(Pursuant to Section 253 of the General Corporation Law of the State of Delaware)
5. The Merger shall be effective as of the date hereof upon the filing of this Certificate of Ownership and Merger with the Secretary of State of the State of Delaware.
IN WITNESS WHEREOF, the Parent has caused this Certificate of Ownership and Merger to be signed as of the date first above written, by a duly authorized officer.

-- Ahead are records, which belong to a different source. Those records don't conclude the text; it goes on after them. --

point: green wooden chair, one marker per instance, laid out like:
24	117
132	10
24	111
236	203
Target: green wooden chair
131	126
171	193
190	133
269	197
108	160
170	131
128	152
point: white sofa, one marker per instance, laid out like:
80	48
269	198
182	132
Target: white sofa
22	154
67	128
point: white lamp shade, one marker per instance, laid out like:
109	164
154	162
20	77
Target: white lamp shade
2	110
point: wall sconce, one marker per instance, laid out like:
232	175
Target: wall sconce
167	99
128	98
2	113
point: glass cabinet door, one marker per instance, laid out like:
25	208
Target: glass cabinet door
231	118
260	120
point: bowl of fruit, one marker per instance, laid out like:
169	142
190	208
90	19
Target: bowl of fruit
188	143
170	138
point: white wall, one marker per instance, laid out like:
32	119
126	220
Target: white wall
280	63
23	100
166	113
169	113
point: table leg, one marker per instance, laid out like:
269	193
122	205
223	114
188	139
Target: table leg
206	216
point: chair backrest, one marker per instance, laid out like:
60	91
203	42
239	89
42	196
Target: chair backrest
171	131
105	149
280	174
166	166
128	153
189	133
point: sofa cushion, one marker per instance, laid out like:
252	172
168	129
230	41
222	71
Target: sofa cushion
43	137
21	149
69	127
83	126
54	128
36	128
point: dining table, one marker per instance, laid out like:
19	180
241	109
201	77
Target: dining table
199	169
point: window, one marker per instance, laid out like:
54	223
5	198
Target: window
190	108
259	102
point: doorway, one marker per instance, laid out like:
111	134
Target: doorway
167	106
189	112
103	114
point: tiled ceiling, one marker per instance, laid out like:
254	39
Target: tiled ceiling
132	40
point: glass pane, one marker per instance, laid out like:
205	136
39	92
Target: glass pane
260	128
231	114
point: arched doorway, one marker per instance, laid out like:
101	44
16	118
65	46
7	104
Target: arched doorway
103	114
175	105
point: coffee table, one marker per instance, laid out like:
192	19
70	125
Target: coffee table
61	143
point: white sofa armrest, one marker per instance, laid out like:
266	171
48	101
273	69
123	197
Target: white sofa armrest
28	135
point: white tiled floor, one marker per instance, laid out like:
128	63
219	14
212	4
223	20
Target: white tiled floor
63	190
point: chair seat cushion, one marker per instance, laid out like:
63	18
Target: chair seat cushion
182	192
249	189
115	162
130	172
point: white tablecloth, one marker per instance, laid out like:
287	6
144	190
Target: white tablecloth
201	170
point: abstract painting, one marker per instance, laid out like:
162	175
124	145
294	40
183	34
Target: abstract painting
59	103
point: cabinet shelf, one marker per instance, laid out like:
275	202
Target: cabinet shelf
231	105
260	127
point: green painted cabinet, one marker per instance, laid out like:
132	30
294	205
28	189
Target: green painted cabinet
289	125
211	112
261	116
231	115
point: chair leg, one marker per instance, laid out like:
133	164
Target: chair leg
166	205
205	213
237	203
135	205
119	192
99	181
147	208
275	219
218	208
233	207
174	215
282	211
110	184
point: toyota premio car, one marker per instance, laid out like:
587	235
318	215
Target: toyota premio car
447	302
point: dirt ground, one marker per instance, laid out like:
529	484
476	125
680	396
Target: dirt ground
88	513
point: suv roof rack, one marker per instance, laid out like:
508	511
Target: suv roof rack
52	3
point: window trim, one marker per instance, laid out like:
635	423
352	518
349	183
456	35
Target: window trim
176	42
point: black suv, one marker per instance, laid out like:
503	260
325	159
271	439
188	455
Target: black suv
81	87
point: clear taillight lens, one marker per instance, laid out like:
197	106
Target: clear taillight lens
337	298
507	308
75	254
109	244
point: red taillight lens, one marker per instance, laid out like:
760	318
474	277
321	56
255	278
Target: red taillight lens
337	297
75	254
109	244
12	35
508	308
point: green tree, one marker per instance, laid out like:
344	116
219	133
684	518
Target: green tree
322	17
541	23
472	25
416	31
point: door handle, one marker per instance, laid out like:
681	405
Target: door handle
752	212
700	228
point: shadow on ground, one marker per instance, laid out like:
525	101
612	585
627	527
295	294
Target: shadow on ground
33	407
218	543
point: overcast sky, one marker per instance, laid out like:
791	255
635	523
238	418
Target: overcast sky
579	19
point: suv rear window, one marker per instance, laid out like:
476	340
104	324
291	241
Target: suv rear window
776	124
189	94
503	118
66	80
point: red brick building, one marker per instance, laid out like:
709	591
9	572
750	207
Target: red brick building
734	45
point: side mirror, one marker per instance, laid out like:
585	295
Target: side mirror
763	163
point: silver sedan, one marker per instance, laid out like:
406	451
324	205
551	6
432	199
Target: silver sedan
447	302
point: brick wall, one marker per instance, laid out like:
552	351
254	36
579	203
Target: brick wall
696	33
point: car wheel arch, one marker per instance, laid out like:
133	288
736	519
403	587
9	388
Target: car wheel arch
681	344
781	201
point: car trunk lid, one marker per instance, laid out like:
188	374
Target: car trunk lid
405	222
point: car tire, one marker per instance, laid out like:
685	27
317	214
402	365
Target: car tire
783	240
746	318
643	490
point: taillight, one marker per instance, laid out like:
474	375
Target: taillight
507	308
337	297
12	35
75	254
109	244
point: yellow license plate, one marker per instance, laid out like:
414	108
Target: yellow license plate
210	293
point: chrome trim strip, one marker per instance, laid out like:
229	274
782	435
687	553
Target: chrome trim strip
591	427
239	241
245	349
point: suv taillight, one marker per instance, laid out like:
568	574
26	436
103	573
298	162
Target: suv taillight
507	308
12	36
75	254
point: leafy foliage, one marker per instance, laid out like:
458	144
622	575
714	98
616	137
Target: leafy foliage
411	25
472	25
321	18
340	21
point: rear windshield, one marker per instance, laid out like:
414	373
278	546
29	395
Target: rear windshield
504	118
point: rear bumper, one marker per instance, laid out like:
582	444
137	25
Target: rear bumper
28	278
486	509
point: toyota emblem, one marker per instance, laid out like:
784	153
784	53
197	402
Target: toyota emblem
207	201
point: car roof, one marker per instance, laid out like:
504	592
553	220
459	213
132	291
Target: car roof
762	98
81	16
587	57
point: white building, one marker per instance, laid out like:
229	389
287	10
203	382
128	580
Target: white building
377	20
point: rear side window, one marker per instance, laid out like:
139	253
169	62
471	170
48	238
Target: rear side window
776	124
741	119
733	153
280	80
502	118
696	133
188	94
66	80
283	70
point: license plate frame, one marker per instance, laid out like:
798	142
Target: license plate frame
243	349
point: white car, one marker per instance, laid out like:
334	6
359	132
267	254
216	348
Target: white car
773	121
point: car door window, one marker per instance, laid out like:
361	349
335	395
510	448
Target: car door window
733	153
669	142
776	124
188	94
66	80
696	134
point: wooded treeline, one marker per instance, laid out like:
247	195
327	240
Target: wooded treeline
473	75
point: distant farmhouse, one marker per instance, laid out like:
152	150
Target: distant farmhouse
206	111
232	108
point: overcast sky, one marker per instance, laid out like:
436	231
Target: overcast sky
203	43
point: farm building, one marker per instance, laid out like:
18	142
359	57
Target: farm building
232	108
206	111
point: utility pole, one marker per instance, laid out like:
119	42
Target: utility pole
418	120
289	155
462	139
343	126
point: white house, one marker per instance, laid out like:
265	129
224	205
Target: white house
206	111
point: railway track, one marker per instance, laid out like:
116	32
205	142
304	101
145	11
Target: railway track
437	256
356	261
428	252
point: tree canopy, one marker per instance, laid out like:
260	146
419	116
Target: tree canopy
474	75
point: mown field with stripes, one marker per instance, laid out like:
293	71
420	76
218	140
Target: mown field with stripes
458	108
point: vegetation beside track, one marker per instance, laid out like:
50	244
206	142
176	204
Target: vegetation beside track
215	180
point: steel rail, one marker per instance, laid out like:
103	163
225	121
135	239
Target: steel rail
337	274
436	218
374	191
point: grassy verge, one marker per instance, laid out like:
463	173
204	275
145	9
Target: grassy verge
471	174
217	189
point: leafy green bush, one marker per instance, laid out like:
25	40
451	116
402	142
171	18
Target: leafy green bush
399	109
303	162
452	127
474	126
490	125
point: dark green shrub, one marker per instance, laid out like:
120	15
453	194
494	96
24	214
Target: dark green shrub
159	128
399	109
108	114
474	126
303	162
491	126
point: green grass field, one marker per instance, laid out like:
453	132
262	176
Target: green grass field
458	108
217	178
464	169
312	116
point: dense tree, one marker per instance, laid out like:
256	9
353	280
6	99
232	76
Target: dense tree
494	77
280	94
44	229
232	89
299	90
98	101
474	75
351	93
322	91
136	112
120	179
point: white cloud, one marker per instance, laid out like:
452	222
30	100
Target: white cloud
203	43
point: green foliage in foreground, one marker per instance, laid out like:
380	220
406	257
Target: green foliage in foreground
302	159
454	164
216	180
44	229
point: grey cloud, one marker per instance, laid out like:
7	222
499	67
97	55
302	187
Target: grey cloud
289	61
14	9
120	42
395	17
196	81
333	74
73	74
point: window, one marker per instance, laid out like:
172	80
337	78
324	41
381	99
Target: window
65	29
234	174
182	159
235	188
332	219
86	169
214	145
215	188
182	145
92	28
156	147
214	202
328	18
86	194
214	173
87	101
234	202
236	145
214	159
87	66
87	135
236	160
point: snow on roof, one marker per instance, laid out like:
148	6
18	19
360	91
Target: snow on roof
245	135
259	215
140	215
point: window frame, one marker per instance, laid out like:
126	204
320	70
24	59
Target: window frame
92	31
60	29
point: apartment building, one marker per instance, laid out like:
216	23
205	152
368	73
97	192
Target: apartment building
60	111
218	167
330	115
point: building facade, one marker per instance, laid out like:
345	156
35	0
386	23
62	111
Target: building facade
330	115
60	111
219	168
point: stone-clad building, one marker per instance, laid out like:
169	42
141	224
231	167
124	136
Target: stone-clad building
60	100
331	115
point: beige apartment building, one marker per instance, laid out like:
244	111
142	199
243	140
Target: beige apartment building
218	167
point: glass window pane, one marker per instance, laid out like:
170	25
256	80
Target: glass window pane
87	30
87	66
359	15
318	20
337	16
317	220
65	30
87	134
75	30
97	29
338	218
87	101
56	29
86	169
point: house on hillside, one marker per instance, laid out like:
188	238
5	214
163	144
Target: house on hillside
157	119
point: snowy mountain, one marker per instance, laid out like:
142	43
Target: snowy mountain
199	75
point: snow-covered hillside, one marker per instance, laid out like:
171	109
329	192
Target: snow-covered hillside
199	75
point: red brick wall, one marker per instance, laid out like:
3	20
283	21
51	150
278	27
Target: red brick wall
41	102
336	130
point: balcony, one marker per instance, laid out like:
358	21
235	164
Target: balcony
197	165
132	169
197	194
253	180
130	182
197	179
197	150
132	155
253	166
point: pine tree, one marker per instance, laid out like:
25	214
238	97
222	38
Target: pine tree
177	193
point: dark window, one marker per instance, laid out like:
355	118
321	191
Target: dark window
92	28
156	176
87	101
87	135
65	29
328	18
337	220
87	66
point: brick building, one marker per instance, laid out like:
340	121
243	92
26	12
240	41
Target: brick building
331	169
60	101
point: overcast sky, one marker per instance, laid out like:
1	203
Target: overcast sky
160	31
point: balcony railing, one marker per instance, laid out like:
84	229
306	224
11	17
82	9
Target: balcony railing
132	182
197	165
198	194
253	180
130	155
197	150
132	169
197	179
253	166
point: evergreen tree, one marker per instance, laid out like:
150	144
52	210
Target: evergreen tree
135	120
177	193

Resolutions of the Board of Directors of Harbinger Group Inc.
Annex A
WHEREAS, the Board of Directors (the “Board”) of Harbinger Group Inc., a Delaware corporation (the “Company”), has determined that it is in the best interests of the Company to change the name of the Company to “HRG Group, Inc.” by merging a newly formed Delaware Corporation and wholly owned subsidiary of the Company (“Merger Sub”), into the Company (the “Merger”).
NOW, THEREFORE, IT IS:
RESOLVED, that, pursuant to Section 253 of the Delaware General Corporation Law (the “DGCL”), Merger Sub shall be merged with and into the Company, with the Company being the surviving corporation in the Merger (the “Surviving Company”); and it is further
RESOLVED, that, the Merger shall be effective upon the filing of a Certificate of Ownership and Merger with the Secretary of State of the State of Delaware (the “Effective Time”) and shall have the effects set forth in Section 259 of the DGCL; and it is further
RESOLVED, that, pursuant to and at the Effective Time of the Merger, the name of the Surviving Company shall be changed to “HRG Group, Inc.” (the “Name Change”) and the by-laws of the Company, as in effect immediately prior to the Effective Time, shall be amended to reflect such name change; and it is further
RESOLVED, that, at the Effective Time, the certificate of incorporation of the Company, as in effect immediately prior to the Effective Time, shall be the certificate of incorporation of the Surviving Company, except that all references therein to the Company shall be deemed amended to refer to the name of the Surviving Company, until thereafter amended as provided therein and in accordance with the DGCL; and it is further
RESOLVED, that, at the Effective Time, the by-laws of the Company, as in effect immediately prior to the Effective Time, shall be the by-laws of the Surviving Company, except that all references therein to the Company shall be deemed amended to refer to the name of the Surviving Company, and such by-laws shall thereafter be amended and restated to reflect the name of the Surviving Company and to incorporate prior amendments thereto, such amendments having been approved prior to the date hereof by the Board in accordance with the DGCL, the certificate of incorporation of the Surviving Company and such by-laws; and it is further
RESOLVED, that, the directors of the Company immediately prior to the Effective Time shall be the directors of the Surviving Company as of the Effective Time until the earlier of their resignation or removal or until their respective successors are duly elected and qualified, or their earlier death, resignation or removal, in accordance with the certificate of incorporation of the Surviving Company, the by-laws of the Surviving Company and the DGCL; and it is further
RESOLVED, that, the officers of the Company immediately prior to the Effective Time shall be the officers of the Surviving Company as of the Effective Time until the earlier of their resignation or removal or until their respective successors are duly elected and qualified, or their earlier death, resignation or removal, in accordance with the certificate of incorporation of the Surviving Company, the by-laws of the Surviving Company and the DGCL; and it is further
RESOLVED, that each of the officers of the Company, acting alone, is hereby authorized and directed, in the name and on behalf of the Company, to take or cause to be taken any and all such further actions and to prepare, execute, file and deliver or cause to be prepared, executed, filed and delivered, all such further agreements, documents, certificates and undertakings, as in
Annex A
such officer’s judgment shall be necessary, appropriate or advisable to carry out and consummate the Merger; and it is further
RESOLVED, that each of the officers of the Company, acting alone, is hereby authorized and directed, in the name and on behalf of the Company, to take or cause to be taken any and all such further actions and to prepare, execute, file and deliver or cause to be prepared, executed, filed and delivered, all such further agreements, documents, certificates and undertakings, as in such officer's judgment shall be necessary, appropriate or advisable to enable the Company to fully and promptly carry out the purposes and intent of the foregoing resolutions, and any such action taken or any agreement, amendment, certificate, report, application, notice, letter or other document executed and delivered by them or any of them in connection with any such action will be conclusive evidence of such authority to take, execute and deliver the same.